PMCID: PMC6034359  PMID: 30008614

Abstract

Key content

  • Twin pregnancies are associated with a three‐fold greater perinatal mortality than singleton pregnancies. Prematurity is a main contributor, with 50% of twin pregnancies delivering before 37 weeks and 10% delivering before 32 weeks of gestation.

  • The aetiology of preterm delivery in twin pregnancies is likely multifactorial and different from that of singletons.

  • Cervical cerclage reduces preterm birth rates in singletons but has mixed results in twins with some studies showing harm.

  • The use of progesterone to prevent preterm birth in singletons has conflicting results and has not been proven to prevent preterm birth in twins. Studies continue to determine whether the cervical pessary is effective in preventing preterm birth in multiple pregnancies.

  • There is a paucity of data available on the prevention of preterm birth in triplets/higher order multiples but similar principles to twin pregnancy apply.

Learning objectives

  • To review the burden of preterm birth in multiple pregnancy.

  • To understand the methods available for preventing preterm birth in multiple pregnancies and the evidence surrounding the use of each one.

  • To be aware of the use of the Arabin pessary.

Keywords: Arabin pessary, cerclage, multiple pregnancy, twins, vaginal progesterone

Introduction

Twin pregnancies are high‐risk and associated with increased perinatal morbidity and mortality.1 Multiple pregnancy is associated with adverse maternal outcomes including increased rates of pre‐eclampsia, pregnancy‐induced hypertension, maternal anaemia and venous thromboembolism.1 Compared to singleton newborns, newborn infants of twin pregnancies are also at increased risk of adverse outcomes including congenital anomalies, cerebral palsy, intrauterine growth restriction and stillbirth.

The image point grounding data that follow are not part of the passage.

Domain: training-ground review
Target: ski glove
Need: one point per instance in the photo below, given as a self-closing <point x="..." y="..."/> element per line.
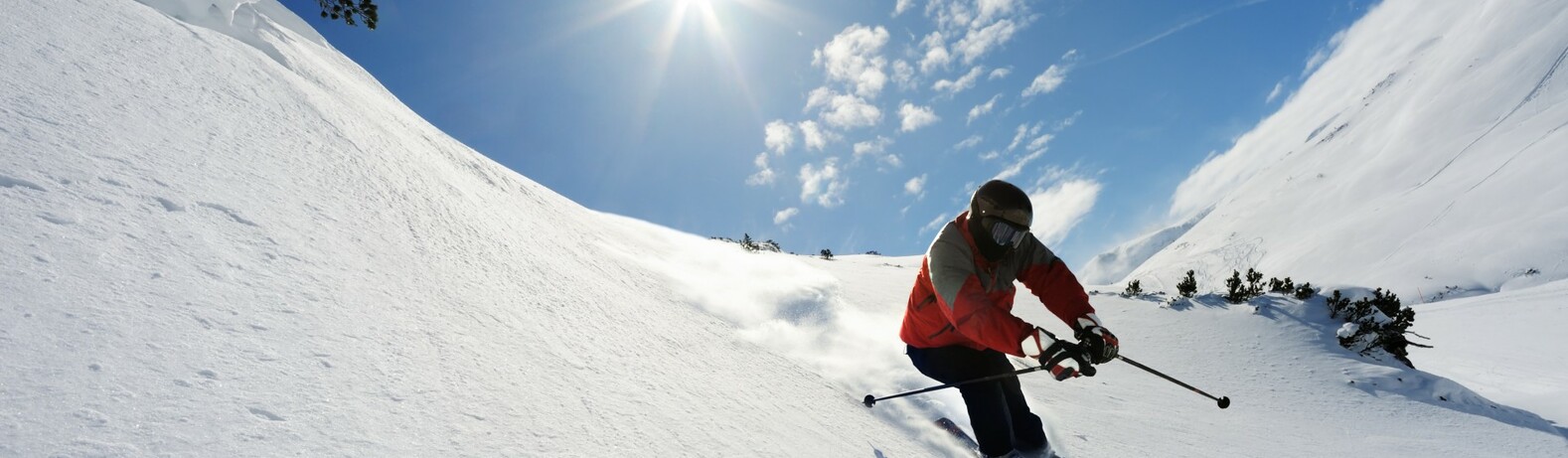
<point x="1098" y="342"/>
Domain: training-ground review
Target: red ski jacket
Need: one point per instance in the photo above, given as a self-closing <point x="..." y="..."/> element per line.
<point x="962" y="298"/>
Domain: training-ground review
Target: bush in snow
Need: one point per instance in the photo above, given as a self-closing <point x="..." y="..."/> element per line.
<point x="1187" y="286"/>
<point x="751" y="243"/>
<point x="1234" y="292"/>
<point x="1277" y="286"/>
<point x="1305" y="290"/>
<point x="1337" y="305"/>
<point x="1134" y="287"/>
<point x="1375" y="325"/>
<point x="347" y="10"/>
<point x="1255" y="282"/>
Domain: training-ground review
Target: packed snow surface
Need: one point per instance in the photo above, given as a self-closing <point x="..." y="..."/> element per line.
<point x="220" y="237"/>
<point x="1426" y="152"/>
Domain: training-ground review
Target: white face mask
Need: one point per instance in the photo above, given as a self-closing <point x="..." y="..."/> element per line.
<point x="1004" y="232"/>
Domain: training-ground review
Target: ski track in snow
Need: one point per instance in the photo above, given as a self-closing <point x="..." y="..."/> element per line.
<point x="278" y="290"/>
<point x="1535" y="91"/>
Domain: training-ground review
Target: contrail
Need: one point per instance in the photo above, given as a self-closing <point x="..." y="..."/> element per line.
<point x="1179" y="27"/>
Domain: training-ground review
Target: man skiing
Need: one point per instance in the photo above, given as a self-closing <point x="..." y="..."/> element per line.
<point x="958" y="322"/>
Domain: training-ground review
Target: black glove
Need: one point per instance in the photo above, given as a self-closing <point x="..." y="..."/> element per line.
<point x="1098" y="342"/>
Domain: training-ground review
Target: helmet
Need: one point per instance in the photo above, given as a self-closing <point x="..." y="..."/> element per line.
<point x="999" y="217"/>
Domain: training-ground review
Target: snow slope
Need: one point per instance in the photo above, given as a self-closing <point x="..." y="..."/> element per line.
<point x="1426" y="152"/>
<point x="1112" y="265"/>
<point x="214" y="249"/>
<point x="223" y="245"/>
<point x="1296" y="392"/>
<point x="1504" y="346"/>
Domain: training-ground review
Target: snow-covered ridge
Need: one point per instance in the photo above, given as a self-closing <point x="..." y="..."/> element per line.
<point x="1424" y="156"/>
<point x="211" y="249"/>
<point x="241" y="19"/>
<point x="1114" y="265"/>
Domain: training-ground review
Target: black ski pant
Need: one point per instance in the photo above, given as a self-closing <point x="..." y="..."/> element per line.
<point x="998" y="411"/>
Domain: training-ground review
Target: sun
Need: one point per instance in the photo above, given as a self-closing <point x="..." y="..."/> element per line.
<point x="686" y="18"/>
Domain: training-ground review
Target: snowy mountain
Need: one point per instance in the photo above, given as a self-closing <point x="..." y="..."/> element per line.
<point x="220" y="237"/>
<point x="1114" y="265"/>
<point x="1424" y="154"/>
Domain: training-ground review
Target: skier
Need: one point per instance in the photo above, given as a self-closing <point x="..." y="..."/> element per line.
<point x="958" y="322"/>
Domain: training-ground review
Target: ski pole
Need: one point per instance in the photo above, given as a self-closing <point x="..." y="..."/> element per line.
<point x="1223" y="401"/>
<point x="1051" y="360"/>
<point x="870" y="400"/>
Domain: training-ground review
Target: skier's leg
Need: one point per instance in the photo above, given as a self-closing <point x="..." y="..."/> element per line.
<point x="1027" y="430"/>
<point x="985" y="401"/>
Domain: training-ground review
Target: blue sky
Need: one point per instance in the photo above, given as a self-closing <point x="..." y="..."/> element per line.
<point x="851" y="126"/>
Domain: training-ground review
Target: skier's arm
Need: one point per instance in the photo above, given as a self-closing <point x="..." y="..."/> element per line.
<point x="965" y="303"/>
<point x="1049" y="279"/>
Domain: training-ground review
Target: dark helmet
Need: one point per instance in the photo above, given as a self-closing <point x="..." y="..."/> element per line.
<point x="999" y="217"/>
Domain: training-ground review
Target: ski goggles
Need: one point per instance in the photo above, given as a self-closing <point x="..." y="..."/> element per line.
<point x="1004" y="232"/>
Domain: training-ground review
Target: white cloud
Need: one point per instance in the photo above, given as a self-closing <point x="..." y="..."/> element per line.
<point x="843" y="110"/>
<point x="878" y="149"/>
<point x="941" y="220"/>
<point x="982" y="108"/>
<point x="784" y="216"/>
<point x="903" y="74"/>
<point x="1040" y="141"/>
<point x="778" y="137"/>
<point x="1062" y="208"/>
<point x="982" y="41"/>
<point x="1068" y="121"/>
<point x="1047" y="80"/>
<point x="916" y="186"/>
<point x="968" y="80"/>
<point x="1018" y="167"/>
<point x="1024" y="130"/>
<point x="968" y="143"/>
<point x="936" y="56"/>
<point x="916" y="116"/>
<point x="855" y="59"/>
<point x="822" y="184"/>
<point x="813" y="135"/>
<point x="1054" y="76"/>
<point x="990" y="10"/>
<point x="764" y="175"/>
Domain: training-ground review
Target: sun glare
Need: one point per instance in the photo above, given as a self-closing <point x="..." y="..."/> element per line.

Although only 3% of all live births are twin pregnancies,1 twin babies account for up to 15% of special care unit admissions.2 A 2009 survey conducted by the UK charity the Twin and Multiple Birth Association (TAMBA) found that in 44% of all twins born to the 1298 mothers interviewed, at least one baby entered special care.3

According to the 2014 MBRRACE‐UK (Mothers and Babies: Reducing Risk through Audits and Confidential Enquiries across the UK) report,4 the perinatal mortality rate in twins was three times higher than that of singleton pregnancies.4 Much of this perinatal mortality is driven by prematurity. In Scotland, 50% of twins are delivered preterm (at fewer than 37 weeks of gestation), with around 20% delivering before 34 weeks of gestation.5 Figures from the USA are similar: a 12‐fold higher preterm birth (PTB) rate of 56.6% was found in twins compared to 9.7% in singletons (odds ratio [OR] 12.8, 95% confidence interval [CI] 12.6–12.9).6

Despite attempts by the UK's National Institute for Health and Care Excellence (NICE) to reduce multiple pregnancy with the universal use of single embryo transfer (SET) during assisted reproduction technologies (ARTs),7 the UK twin pregnancy rate remains high among women undergoing ART, with up to 24% of successful in vitro fertilisation (IVF) procedures resulting in multiple pregnancy.1 As well as the increased risk of perinatal morbidity and mortality, the economic cost of healthcare provision for a twin baby is significantly higher than for singletons, and is quoted to be twice as high in the first 5 years.8

The James Lind Alliance (JLA) Preterm Birth Priority Setting Partnership (PSP) has prioritised the following question as the number one uncertainty in preterm birth: which interventions are most effective in predicting or preventing PTB? The JLA brings together clinicians, patients and carers to set research priorities in several aspects of obstetrics and gynaecology, including stillbirth and endometriosis.9

Aetiology

The aetiology of spontaneous PTB in multiple pregnancies is likely to be multifactorial, different from singletons, and remains largely unknown. Different proposed pathophysiology mechanisms include intrauterine infection, cervical insufficiency and increased uterine stretch/distension. There is also increased secretion of mediators such as corticotrophin‐releasing hormone (CRH) from the larger placental mass, and factors produced by the maturing fetal lung such as surfactant protein‐A, which stimulates myometrial contractility and may contribute to preterm parturition.10

Twins are associated with a higher risk of obstetric intervention and therefore iatrogenic PTB is higher. Approximately one‐third of all premature deliveries in multiple pregnancies are medically indicated.11 This review focuses on the prevention of spontaneous PTB in twin pregnancies.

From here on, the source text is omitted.